More than 13,600 service members were kicked out of the military for their sexuality under the Don’t Ask, Don’t Tell policy, according to the MARADMIN.

Another commenter said the post was “totally against my morals and beliefs” and said the Corps is succumbing to “influences that do not belong.”

Yarbrough replied: “No one is asking you do anything but accept them as themselves.”

A spokesman for Headquarters Marine Corps did not comment on everything posted by the chief warrant officer, but did say most of Yarbrough’s replies matched with the Corps’ values.

“Although social media management policies vary between commands, much of the dialogue on this post shows the command responding directly to statements that are not in line with Marine Corps values or current policy,” Capt.
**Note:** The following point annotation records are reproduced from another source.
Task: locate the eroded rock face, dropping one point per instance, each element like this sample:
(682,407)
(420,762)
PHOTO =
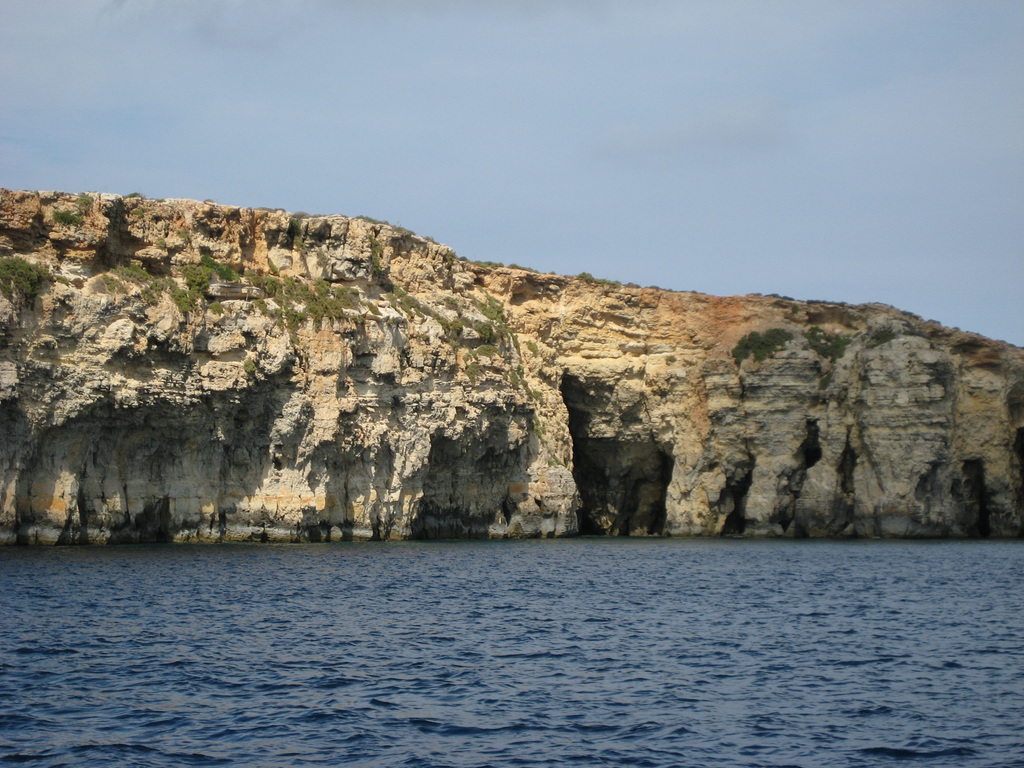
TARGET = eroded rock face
(193,372)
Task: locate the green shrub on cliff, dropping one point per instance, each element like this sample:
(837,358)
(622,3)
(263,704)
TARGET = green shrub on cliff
(827,344)
(69,218)
(761,345)
(20,278)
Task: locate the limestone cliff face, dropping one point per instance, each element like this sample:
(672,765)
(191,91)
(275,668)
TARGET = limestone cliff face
(193,372)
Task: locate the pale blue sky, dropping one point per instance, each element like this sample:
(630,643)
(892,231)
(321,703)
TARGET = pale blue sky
(847,151)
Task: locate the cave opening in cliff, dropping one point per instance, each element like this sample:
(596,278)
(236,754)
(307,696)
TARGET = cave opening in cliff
(976,498)
(811,448)
(623,477)
(732,502)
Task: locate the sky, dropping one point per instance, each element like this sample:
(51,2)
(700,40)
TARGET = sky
(857,151)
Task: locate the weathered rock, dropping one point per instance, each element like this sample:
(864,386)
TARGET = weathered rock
(360,382)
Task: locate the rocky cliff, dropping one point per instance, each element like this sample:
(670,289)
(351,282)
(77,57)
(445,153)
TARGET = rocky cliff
(175,370)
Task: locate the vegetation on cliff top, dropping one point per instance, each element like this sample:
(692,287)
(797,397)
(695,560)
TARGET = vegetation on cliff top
(18,278)
(761,345)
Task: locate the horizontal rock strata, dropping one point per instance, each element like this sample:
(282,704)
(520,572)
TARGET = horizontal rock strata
(183,371)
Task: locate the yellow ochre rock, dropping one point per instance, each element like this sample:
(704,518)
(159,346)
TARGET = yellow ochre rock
(182,371)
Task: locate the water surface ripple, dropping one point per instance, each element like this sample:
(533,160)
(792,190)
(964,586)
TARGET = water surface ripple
(577,652)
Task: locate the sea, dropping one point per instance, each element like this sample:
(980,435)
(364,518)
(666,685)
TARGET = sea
(591,651)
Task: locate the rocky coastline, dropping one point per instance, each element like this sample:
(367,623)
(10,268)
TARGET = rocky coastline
(172,370)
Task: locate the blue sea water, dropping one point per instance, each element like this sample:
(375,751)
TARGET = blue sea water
(574,652)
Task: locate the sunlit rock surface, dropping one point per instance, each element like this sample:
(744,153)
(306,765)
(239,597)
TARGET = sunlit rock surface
(195,372)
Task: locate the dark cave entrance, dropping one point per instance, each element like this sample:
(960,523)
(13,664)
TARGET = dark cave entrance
(976,498)
(623,479)
(732,503)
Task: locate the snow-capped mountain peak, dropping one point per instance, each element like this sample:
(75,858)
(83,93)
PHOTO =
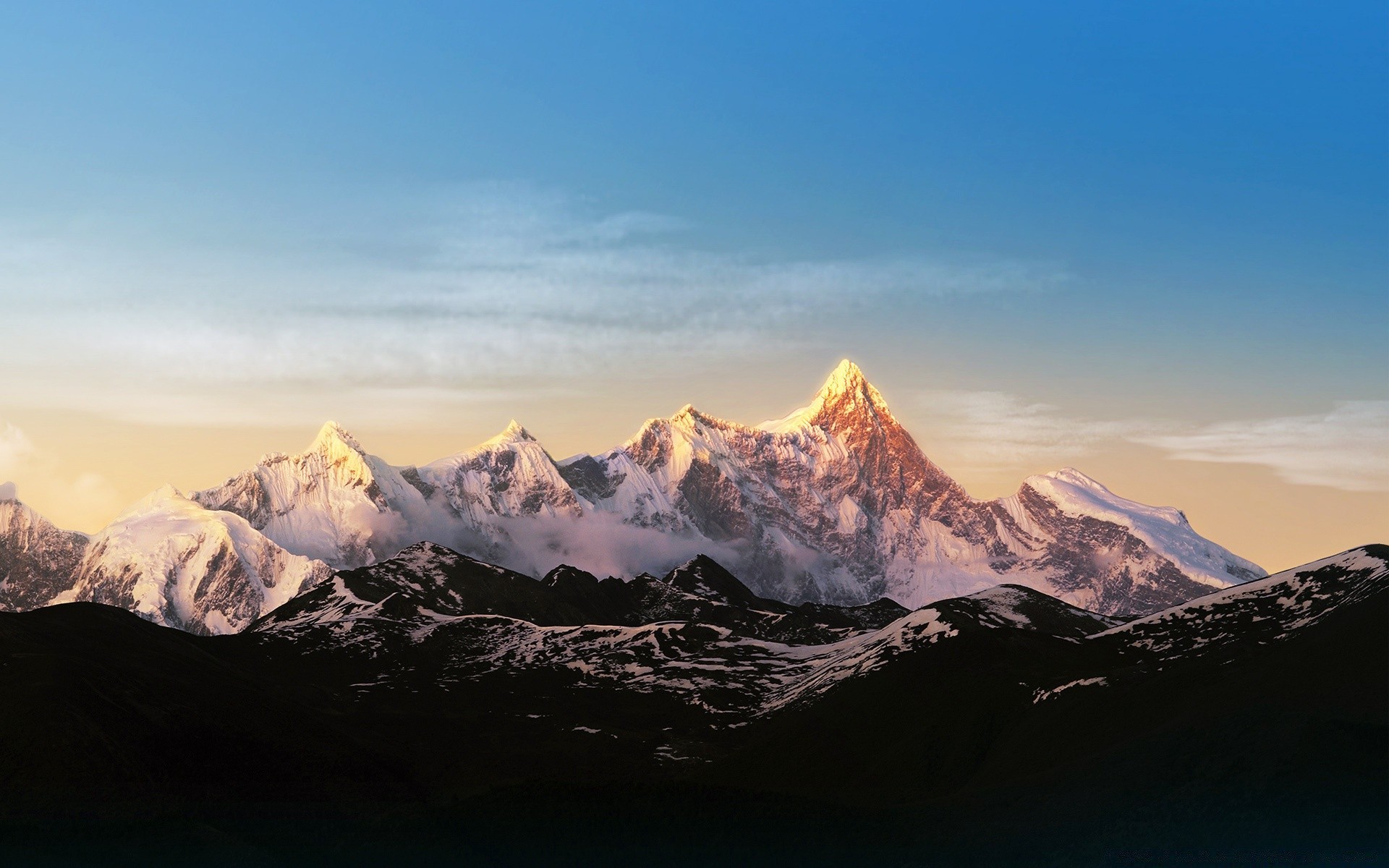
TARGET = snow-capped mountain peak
(846,399)
(1163,529)
(334,441)
(174,561)
(835,503)
(514,433)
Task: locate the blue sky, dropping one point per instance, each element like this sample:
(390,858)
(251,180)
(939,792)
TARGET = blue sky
(1124,216)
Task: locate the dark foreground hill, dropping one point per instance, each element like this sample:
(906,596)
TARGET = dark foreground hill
(438,710)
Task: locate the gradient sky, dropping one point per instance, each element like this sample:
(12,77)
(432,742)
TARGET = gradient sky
(1149,241)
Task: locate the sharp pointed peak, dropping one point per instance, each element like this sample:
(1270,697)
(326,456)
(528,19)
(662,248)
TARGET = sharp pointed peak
(846,378)
(334,435)
(845,388)
(514,433)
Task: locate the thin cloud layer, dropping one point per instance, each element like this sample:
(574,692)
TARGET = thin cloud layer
(495,285)
(1345,449)
(992,431)
(39,475)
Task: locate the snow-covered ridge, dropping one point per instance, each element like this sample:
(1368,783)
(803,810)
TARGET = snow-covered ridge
(173,561)
(833,503)
(1164,529)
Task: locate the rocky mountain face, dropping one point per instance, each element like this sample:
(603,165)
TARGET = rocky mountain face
(831,504)
(38,560)
(438,705)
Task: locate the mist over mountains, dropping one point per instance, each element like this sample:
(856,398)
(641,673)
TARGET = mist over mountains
(833,503)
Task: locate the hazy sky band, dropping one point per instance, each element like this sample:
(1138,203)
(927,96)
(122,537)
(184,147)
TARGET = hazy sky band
(1096,234)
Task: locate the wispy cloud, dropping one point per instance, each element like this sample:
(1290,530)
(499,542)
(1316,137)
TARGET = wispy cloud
(1345,449)
(995,431)
(485,285)
(27,469)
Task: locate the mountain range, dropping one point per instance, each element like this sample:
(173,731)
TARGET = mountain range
(833,503)
(436,709)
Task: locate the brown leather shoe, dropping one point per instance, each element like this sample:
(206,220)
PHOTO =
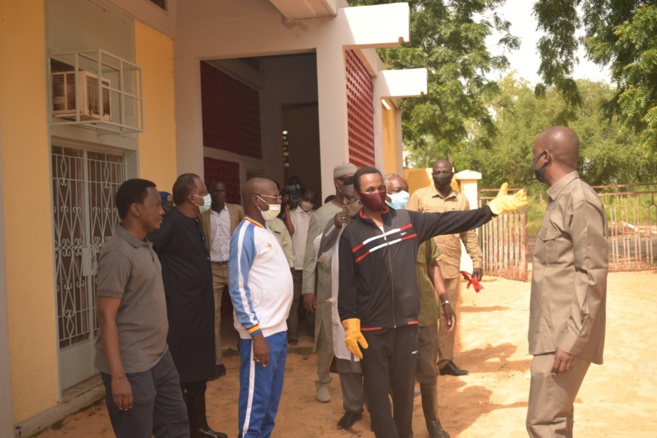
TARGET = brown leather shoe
(451,369)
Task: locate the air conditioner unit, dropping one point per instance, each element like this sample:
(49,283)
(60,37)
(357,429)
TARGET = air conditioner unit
(65,89)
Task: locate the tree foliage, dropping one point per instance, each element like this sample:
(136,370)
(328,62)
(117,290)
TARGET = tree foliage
(449,39)
(620,34)
(610,153)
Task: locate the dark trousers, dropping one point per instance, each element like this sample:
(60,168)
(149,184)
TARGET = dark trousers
(158,406)
(293,319)
(391,358)
(427,355)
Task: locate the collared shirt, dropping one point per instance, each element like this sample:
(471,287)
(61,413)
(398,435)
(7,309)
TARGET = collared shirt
(429,313)
(429,199)
(220,229)
(129,269)
(300,219)
(569,278)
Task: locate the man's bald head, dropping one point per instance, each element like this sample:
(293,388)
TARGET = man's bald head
(266,192)
(562,143)
(255,186)
(443,163)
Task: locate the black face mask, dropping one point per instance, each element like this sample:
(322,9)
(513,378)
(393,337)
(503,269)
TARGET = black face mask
(442,181)
(539,173)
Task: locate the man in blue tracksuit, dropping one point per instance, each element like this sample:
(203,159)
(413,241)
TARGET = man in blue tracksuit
(261,289)
(379,300)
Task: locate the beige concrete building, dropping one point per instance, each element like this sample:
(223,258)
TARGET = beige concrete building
(93,92)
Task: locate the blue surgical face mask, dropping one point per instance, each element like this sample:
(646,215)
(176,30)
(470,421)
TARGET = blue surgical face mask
(207,202)
(272,212)
(398,200)
(539,173)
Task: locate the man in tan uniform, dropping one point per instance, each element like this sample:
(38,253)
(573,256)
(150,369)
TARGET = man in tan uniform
(569,286)
(219,224)
(316,282)
(440,197)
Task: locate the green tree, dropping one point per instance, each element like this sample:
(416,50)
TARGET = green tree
(620,34)
(610,153)
(449,39)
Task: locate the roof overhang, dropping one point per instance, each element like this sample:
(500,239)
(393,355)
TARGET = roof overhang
(303,9)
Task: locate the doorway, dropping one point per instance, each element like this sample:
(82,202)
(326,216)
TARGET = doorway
(84,184)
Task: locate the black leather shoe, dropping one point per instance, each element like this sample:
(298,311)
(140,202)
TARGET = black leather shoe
(452,370)
(348,420)
(219,371)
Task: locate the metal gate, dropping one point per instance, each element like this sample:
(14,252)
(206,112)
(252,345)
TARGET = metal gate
(632,225)
(504,241)
(84,184)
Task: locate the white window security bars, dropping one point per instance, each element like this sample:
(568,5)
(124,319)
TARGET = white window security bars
(96,89)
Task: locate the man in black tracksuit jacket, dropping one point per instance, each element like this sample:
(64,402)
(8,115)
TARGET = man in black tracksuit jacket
(378,287)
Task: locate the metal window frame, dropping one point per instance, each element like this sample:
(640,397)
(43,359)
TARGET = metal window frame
(103,64)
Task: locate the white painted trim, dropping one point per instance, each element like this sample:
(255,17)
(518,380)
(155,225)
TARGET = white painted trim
(149,13)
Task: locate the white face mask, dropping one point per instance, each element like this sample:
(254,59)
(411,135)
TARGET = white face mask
(207,202)
(398,200)
(270,214)
(306,206)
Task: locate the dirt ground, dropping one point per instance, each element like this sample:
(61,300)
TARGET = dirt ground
(617,399)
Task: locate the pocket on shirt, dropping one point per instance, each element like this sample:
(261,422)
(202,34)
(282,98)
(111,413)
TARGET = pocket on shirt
(546,245)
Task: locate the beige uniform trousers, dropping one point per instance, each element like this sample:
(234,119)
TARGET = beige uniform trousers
(551,397)
(219,281)
(445,338)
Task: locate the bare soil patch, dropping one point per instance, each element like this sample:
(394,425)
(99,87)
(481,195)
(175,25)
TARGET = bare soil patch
(617,399)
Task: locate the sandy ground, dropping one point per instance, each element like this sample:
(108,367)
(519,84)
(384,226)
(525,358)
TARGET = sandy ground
(617,399)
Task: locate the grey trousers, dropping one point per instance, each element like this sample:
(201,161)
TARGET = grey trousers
(446,338)
(351,382)
(158,406)
(551,412)
(324,356)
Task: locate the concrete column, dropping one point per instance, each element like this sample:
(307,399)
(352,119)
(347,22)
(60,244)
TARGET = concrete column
(332,108)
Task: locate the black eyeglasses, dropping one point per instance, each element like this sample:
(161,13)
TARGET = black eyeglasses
(278,198)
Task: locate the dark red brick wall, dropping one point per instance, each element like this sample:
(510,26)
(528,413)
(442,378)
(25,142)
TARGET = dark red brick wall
(231,113)
(228,172)
(360,112)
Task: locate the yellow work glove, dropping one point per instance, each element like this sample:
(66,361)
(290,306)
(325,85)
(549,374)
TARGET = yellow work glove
(353,336)
(504,203)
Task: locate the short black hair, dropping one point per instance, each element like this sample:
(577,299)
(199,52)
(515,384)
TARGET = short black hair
(131,191)
(364,171)
(183,187)
(309,190)
(214,182)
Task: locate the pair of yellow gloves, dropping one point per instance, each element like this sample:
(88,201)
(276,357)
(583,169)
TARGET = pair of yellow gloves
(503,203)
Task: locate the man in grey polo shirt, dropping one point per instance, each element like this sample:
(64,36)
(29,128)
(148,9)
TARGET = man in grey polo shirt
(142,386)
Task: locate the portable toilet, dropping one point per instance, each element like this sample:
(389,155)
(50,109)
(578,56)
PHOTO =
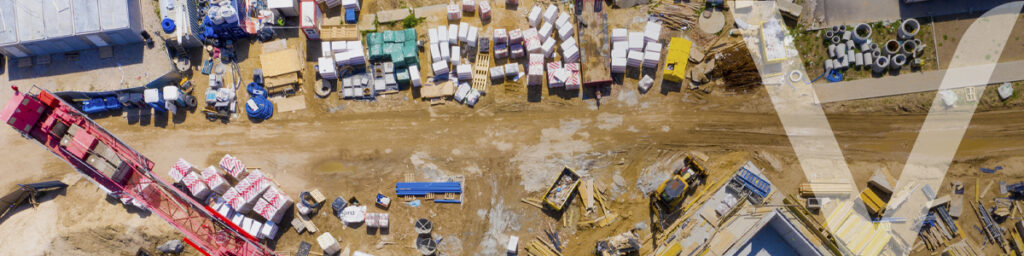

Joseph Butterfield told Marine Corps Times in an email Tuesday.

“Muting or deleting negative comments allows certain thought processes to go unchallenged,” Butterfield added. “Social media is a two-way communication tool that allows us to engage multiple audiences directly, and sometimes that means disagreeing with members of an audience.”

One comment from Yarbrough did raise eyebrows in the Pentagon, however.

Butterfield said Headquarters Marine Corps would be reaching out Yarbrough’s command about his use of black socks in his utility uniform.

“This is assuming the drill instructors don’t talk to him first,” he said.